Defunct Swiss gay culture magazine

Der Kreis (/de/, The Circle) was a Swiss gay magazine. Founded as the lesbian magazine Freundschaftsbanner in 1932, it turned into a male-only magazine in 1942 under the name Der Kreis. It was trilingual and distributed internationally and gained significant influence in the homosexual movement at the time until it ceased publication in 1967.

==History==
Der Kreis was first published on January 1, 1932, under the original title Freundschaftsbanner (Friendship Banner) as a joint project of Laura Thoma of Zürich lesbian organization Amicitia and August Bambula of the gay men's Excentric Club Zürich. The first issue was eight pages, credited editor "Fredy-Torrero" (Laura Thoma's alias) and proclaimed two related mottos: "Through light to freedom." and "Through struggle to victory". After a short pause it returned in 1933 under the changed title Schweizerisches Freundschaftsbanner. In 1937 its name changed again to Menschenrecht (Human Rights) and finally to Der Kreis in 1942.

The magazine originally focused on lesbian issues and was political in nature. Lesbianism was not criminalized in Switzerland at the time, unlike male homosexuality. From 1933 to 1942 it was published under the editorial leadership of Anna Vock who initially published under her real name, and later under the pen name "Mammina". Vock and other writers came under attack from the tabloids Sheinwerfer and Guggu in an effort to stoke moral outrage about homosexuality, publishing Vock's home addresses and leading to a repeated loss of employment.

By 1942 most of the lesbian editorial staff had left and the magazine became exclusively focussed on gay male interests; the actor Karl Meier took over as the chief editor in 1942, using the pen name "Rolf", and renamed the magazine Der Kreis (The Circle).

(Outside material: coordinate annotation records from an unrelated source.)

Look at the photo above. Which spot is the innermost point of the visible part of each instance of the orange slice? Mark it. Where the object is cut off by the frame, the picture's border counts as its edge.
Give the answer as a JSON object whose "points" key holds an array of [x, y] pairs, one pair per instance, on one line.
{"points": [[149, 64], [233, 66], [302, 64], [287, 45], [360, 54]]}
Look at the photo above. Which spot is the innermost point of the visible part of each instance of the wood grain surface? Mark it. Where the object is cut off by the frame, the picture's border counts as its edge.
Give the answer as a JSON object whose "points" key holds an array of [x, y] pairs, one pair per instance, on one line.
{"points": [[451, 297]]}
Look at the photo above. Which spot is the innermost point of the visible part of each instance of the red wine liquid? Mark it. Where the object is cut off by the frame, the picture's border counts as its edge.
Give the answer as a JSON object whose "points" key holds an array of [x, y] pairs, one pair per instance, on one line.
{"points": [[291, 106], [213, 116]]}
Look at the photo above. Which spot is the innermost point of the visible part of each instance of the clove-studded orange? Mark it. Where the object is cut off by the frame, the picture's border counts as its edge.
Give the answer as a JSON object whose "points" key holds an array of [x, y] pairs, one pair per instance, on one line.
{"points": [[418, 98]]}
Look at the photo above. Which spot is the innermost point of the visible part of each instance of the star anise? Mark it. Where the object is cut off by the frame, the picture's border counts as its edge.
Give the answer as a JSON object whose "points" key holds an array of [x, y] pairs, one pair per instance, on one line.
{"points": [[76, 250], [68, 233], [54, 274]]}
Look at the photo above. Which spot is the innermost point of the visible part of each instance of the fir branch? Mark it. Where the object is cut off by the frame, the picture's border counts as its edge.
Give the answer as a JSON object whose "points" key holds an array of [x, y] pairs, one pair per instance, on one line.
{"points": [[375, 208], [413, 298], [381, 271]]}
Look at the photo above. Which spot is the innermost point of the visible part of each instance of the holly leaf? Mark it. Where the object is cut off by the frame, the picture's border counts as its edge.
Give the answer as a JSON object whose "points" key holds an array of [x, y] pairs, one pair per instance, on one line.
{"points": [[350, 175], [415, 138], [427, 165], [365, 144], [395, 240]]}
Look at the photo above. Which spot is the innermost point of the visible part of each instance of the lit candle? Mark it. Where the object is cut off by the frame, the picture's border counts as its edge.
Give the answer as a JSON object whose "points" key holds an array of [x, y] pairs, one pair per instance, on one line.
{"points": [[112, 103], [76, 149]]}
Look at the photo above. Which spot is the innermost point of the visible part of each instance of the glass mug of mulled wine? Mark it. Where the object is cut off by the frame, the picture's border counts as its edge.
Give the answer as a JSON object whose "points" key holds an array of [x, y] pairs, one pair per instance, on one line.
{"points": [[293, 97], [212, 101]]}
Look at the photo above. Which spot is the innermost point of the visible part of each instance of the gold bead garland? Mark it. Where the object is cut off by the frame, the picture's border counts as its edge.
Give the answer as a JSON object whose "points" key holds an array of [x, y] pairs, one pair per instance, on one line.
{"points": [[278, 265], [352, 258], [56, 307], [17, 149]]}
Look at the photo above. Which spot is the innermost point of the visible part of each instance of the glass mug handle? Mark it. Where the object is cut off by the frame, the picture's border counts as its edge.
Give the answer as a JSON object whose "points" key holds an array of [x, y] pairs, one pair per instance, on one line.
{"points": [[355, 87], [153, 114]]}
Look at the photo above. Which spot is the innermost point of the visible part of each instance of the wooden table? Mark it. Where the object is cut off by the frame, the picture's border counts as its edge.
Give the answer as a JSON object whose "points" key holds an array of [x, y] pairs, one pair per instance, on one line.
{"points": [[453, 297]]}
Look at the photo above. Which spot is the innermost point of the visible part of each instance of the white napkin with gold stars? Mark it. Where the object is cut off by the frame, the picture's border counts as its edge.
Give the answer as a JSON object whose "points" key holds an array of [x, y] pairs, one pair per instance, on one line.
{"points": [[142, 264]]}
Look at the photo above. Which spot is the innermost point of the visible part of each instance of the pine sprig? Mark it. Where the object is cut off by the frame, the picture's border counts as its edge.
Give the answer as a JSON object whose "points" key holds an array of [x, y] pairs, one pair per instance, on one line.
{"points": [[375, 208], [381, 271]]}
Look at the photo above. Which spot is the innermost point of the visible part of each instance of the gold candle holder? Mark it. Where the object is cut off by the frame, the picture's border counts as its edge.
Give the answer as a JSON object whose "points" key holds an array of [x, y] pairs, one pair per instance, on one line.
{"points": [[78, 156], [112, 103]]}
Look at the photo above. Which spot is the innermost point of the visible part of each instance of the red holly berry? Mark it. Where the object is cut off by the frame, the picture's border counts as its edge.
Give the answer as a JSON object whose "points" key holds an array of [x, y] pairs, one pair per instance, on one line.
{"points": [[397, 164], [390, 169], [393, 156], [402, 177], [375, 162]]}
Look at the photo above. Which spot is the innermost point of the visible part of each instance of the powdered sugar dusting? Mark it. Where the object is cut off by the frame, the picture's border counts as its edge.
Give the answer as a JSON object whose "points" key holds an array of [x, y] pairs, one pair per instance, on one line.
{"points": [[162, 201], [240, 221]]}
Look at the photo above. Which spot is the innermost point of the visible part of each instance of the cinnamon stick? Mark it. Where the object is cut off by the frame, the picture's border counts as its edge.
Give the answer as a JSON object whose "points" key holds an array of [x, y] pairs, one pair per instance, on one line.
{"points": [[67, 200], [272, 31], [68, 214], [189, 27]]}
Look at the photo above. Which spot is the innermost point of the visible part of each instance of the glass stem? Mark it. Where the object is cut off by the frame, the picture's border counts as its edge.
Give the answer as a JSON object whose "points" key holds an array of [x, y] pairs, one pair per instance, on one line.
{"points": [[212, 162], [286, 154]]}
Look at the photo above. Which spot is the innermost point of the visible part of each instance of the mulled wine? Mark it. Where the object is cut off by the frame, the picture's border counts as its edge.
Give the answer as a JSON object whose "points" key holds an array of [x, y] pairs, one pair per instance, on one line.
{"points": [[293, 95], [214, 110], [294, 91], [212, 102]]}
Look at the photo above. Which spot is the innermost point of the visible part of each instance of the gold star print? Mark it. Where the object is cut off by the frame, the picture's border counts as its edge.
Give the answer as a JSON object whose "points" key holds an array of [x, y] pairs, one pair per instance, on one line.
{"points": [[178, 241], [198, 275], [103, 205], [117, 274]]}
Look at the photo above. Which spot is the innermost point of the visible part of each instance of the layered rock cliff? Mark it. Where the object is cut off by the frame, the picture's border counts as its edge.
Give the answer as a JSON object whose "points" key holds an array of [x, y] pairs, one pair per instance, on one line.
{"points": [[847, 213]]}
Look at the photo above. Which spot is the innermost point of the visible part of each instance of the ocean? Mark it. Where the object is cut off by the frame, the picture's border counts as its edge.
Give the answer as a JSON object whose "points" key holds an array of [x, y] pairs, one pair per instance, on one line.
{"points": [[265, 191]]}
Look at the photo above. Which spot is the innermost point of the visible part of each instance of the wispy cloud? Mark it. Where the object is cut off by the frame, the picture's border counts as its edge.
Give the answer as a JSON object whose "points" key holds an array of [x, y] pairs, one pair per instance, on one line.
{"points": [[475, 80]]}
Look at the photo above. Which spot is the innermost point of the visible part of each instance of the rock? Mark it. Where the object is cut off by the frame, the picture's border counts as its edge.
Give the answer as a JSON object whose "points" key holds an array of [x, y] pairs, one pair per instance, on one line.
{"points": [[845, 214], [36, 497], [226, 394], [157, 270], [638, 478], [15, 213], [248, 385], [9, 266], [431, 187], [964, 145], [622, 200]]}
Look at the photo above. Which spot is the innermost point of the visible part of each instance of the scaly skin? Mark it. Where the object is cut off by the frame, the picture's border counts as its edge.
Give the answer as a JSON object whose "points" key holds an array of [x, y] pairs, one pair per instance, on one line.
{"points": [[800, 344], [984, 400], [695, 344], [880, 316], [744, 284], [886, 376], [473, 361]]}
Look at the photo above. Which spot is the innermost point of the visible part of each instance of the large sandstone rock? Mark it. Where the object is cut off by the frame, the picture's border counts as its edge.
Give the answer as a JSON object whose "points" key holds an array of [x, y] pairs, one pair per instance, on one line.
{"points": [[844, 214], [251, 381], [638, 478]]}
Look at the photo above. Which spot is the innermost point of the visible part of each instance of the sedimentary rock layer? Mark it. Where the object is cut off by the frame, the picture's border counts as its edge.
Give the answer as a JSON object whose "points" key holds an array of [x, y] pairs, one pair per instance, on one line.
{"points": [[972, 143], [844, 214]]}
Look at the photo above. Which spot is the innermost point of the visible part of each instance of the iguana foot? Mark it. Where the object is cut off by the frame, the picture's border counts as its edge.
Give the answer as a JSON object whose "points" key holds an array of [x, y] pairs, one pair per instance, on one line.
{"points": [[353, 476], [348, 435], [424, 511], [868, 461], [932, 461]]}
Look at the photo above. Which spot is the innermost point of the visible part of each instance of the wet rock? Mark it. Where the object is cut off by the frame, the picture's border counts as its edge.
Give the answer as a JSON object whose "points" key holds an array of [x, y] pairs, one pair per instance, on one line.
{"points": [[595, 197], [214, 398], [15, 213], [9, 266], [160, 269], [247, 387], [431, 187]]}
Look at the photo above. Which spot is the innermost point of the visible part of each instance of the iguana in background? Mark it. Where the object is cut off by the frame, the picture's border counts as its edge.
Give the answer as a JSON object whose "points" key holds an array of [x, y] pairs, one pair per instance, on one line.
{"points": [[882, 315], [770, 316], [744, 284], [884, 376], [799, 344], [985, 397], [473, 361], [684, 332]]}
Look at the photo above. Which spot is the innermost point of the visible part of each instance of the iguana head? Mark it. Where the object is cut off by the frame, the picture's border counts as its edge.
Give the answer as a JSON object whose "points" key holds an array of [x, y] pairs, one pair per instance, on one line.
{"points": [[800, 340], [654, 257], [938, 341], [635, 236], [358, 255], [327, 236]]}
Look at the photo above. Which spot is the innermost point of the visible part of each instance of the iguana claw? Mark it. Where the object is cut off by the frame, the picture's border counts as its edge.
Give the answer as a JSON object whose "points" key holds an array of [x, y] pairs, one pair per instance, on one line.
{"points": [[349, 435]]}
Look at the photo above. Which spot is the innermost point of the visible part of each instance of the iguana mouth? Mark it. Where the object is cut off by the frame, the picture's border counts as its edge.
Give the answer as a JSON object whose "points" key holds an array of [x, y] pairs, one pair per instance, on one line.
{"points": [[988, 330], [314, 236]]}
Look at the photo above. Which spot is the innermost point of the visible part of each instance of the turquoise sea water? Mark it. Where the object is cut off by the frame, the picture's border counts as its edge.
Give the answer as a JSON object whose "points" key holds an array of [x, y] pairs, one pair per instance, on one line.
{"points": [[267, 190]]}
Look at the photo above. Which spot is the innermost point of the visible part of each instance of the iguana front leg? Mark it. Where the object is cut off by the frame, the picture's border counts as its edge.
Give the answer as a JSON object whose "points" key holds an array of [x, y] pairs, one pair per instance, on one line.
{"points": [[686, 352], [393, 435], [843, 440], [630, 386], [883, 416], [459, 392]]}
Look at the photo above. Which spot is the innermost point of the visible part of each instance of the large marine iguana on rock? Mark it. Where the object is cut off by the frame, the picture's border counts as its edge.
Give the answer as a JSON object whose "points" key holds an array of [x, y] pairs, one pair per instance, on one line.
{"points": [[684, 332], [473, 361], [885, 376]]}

In 1942 the magazine's bimonthly circulation was around 200 copies, and by 1957 this had increased to 1,900, including 700 subscribers throughout Europe and the United States. Der Kreis was published in multiple languages: it was originally written in German, but a French section was added in 1942 and an English section in 1954. It contained news, short stories, poems, photographs, illustrations, and reports on scientific research. Although Swiss publications were censored for much of the duration of magazine's publication, the editors of Der Kreis were noted to have evaded censorship of "racier texts" in the English section since the censors were unable to read them. By and large, the magazine contained very little risqué content since Meier wanted to promote "a high-minded vision of homosexuality" that valued friendship over sex.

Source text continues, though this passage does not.